The ML350’s diesel engine is incredibly smooth, producing little more than a gentle hum in most situations. The smaller engine in the 250 CDI is a bit more clattery under acceleration, but it quickly settles to a subdued hum when cruising. In fact, the M-Class is as quiet as many luxury cars. Models with the optional glass sunroof fitted suffer from a bit of wind noise, though.
Buying & Owning
The M-Class isn't cheap to buy, but fuel economy is respectable on the diesel versions; the ML250 is the cheapest to run, but the ML350 isn’t too far behind. CO2 emissions are also reasonable, meaning tax bills shouldn't be too crazy. Resale values are pretty strong, although they don’t match those of some rival premium SUVs.
Quality & Reliability
The M-Class’s cabin certainly looks the part; the design is swish and all the gadgets give a reasonably high-tech feel. However, the quality is rather disappointing: too many switches and much of the trim has a cheap, plasticky feel. Mercedes finished a disappointing 30th in our latest reliability survey.
Safety & Security
There’s a huge list of standard safety kit, including six airbags, trailer stability assist, attention assist (which alerts the driver to fatigue) and a bonnet that springs up to protect pedestrians in an accident. All this helped the M-Class achieve a maximum five-star crash rating from Euro NCAP. Beyond that, the options list includes systems to help keep the car in its lane on the motorway and highlight pedestrians at night. An alarm and immobiliser will help deter thieves.
Behind The Wheel
No one will have any complaints about the M-Class’s driving position, because there is plenty of adjustment to both the driver’s seat and the steering wheel. The high-set position gives a good view out, and the car has an electronically operated parking brake, which frees up more space between the front seats.
Space & Practicality
There are no two ways about it: the M-Class’s cabin is huge. There’s more than enough room for six-footers up front, and tall adults will be similarly happy in the rear seats, thanks to good head- and legroom. The boot is also impressively large, and split-folding rear seats are fitted to every model.

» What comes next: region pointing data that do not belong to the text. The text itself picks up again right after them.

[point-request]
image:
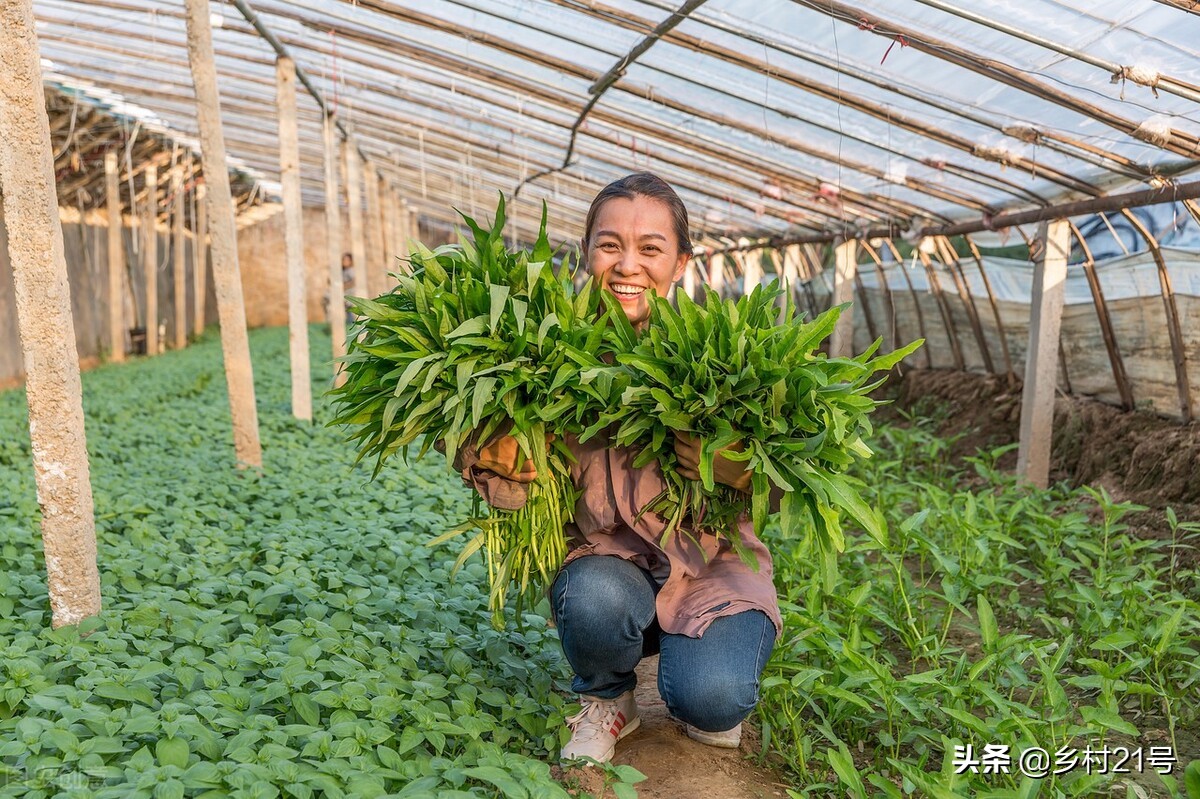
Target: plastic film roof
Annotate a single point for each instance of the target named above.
(769, 116)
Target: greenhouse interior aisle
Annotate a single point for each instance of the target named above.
(359, 359)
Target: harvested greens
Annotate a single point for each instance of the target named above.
(479, 341)
(475, 342)
(731, 372)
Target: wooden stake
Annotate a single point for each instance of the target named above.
(150, 258)
(1042, 359)
(231, 307)
(47, 329)
(334, 252)
(115, 260)
(179, 258)
(293, 238)
(841, 342)
(358, 234)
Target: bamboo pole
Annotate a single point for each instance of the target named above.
(115, 260)
(334, 252)
(353, 167)
(42, 294)
(995, 308)
(201, 260)
(1105, 319)
(916, 301)
(231, 307)
(935, 286)
(893, 336)
(179, 258)
(1174, 330)
(1041, 361)
(150, 259)
(293, 238)
(841, 342)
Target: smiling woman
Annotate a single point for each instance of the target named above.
(627, 592)
(636, 239)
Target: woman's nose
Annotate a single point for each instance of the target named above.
(628, 263)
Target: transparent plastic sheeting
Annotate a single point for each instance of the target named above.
(509, 77)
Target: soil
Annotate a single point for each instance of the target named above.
(1137, 456)
(675, 766)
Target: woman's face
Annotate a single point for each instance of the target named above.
(634, 250)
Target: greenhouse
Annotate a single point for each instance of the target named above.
(664, 398)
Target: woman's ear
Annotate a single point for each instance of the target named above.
(681, 265)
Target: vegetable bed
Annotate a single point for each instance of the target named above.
(276, 635)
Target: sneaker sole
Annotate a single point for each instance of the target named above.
(628, 728)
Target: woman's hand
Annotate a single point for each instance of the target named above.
(503, 456)
(730, 473)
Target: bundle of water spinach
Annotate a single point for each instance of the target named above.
(478, 341)
(737, 372)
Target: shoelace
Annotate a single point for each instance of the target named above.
(603, 714)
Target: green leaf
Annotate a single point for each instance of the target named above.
(172, 751)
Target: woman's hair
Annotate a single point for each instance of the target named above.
(643, 184)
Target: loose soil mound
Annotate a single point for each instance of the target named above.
(1135, 456)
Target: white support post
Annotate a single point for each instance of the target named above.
(115, 260)
(717, 272)
(1042, 358)
(689, 277)
(201, 260)
(47, 329)
(150, 259)
(376, 257)
(179, 258)
(841, 342)
(293, 238)
(334, 252)
(226, 274)
(354, 200)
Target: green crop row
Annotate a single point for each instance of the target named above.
(275, 634)
(995, 614)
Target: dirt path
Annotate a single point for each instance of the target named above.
(677, 767)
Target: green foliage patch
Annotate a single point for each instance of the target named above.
(276, 634)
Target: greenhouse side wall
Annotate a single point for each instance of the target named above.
(87, 254)
(1135, 307)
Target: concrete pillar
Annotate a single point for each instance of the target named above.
(1042, 358)
(334, 252)
(150, 256)
(841, 342)
(293, 236)
(227, 277)
(115, 260)
(179, 258)
(46, 325)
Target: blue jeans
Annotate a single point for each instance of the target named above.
(604, 608)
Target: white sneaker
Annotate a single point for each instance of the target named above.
(597, 728)
(726, 739)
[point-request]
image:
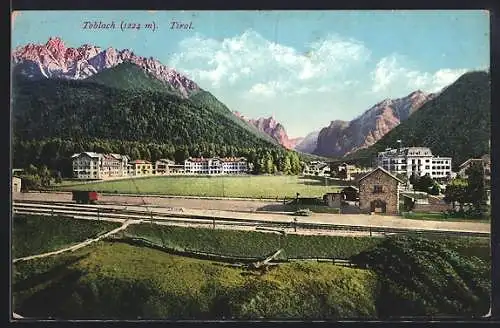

As you would expect of such a car, the M-Class comes with lots of equipment. Entry-level SE models are our favourite, because they get an automatic gearbox, climate control, sat-nav and electrically adjustable front seats as standard. AMG Sport models add a sporty bodykit, sports seats, an electrically operated tailgate and a self-parking system. There are plenty of desirable (and expensive) options, though, including air suspension, xenon headlamps and a digital radio.